Since the last major storm hit New Zealand less than a month ago, there has been an ongoing risk of more powerful storms arriving: temperatures in some parts of the Tasman Sea are up to 7C warmer than usual, storing energy that can be harnessed by any passing storm, making it more powerful.

Yet we are still caught unaware when a storm hits. This week's storm was noticed as early as two weeks ago, by Weather Watch's Philip Duncan.

Keep in mind a weather map 14 days out is highly likely to flip flop - BUT - this is what Jan 29th shows. A tropical cyclone NW of #NZ in a precarious place.

Tomorrow it may not exist in the models. Will keep you posted. NZ has a higher than usual chance of cyclones this year.
Philip Duncan (@PhilipDuncan) January 14, 2018

That the storm would make landfall on the South Island's West Coast – highly unusual in itself, and serious due to the region's extensive issue with coastal erosion – was well known earlier this week, while the nation was obssessing over the heat. That it would hit at high tide, making storm surges far worse, was also known beforehand.

People were evacuating at the height of the storm, and hundreds of people became trapped in choke points where the storm hit. Homes were flooded in small, coastal communities where the inundation problem is already at a tipping point, but where there is no long-term solution in place.

On the northern Buller coast, not far from where this week's storm hit, the community has been debating for many months what to do about the encroaching sea - scientists have said the only long-term solution is for them to move, but there is no pathway for that to happen. There is no EQC-style mechanism for helping coastal communities affected by climate change, despite the country's mayors and the insurance industry pleading for such a mechanism. 

We are getting closer and closer to the point where people will be forced to move; in a place like Granity, that point may have been reached for some residents this week, but there's no obvious way for that to happen. Last year, Granity resident Gavin Sykes said he had no idea what he'd do if the flooding got worse: "I'm 63... what am I meant to do?" he said. "Where am I going to live, in a car or something?"

One of his neighbours, Penny Madden, was struggling, too. "I'd like to sell up and move but who's going to buy it, frankly," she said. "I'm stuck between a rock and a hard place." Her home, unsurprisingly, was damaged this week.

Further south, heavy rain in Dunedin once again exposed the inability of its stormwater system to handle major flooding events, of which this is the third in as many years. South Dunedin is the most exposed community in the country to sea-level rise, with thousands living within 50cm of the mean spring high tide mark.
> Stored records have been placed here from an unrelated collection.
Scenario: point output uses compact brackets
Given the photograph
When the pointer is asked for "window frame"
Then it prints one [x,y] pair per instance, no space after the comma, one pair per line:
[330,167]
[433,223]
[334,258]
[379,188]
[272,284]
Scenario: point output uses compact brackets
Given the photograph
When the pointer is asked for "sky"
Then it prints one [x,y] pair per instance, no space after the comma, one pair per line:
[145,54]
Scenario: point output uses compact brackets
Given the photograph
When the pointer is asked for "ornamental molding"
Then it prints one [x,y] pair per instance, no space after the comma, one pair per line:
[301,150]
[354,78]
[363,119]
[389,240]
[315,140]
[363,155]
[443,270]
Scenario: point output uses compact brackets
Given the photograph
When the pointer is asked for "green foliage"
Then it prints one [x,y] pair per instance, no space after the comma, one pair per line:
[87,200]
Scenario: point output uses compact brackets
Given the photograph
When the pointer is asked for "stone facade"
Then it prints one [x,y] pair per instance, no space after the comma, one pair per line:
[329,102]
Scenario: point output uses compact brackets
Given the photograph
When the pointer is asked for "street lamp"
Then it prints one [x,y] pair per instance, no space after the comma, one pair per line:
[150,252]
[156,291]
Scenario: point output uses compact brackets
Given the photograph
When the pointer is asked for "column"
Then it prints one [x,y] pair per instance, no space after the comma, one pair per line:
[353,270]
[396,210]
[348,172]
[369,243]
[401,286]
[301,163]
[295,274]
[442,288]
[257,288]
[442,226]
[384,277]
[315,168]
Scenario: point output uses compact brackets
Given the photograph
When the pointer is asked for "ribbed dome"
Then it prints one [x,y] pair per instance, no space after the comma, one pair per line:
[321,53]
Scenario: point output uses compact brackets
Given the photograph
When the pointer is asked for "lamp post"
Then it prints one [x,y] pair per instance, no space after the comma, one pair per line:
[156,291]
The capacity of the country's infrastructure to handle the impacts of climate change is largely unknown, but is expected to be vulnerable in many places, a topic in which research is underway.

Wild weather is just one piece of the puzzle. Another story this week came from researchers at the University of Otago:  Massive ice fields in the Southern Alps are quickly losing their ice, which comes with a host of other issues. Glacial melt feeds some of the South Island's alpine rivers, and feed the hydro lakes used as a major source of electricity.

"The changes in both the timing and volume of runoff from glaciers and seasonal snow will affect New Zealand's hydro power generation, irrigation, and agriculture in the future . . . water availability is set to become a major issue," researcher Dr Nicolas Cullen said.

The Ministry of Health sent out a warning about the health impacts of warmer temperatures, which it said would increase due to climate change. One person in Christchurch died from a heat-related issue, prompting a warning from the chief coroner.

As extreme weather events become more exaggerated - a phenomenon climate scientists have warned was imminent for some time - the need for adaptation, not just mitigation, has become clear. Climate change is here, and we must live with it.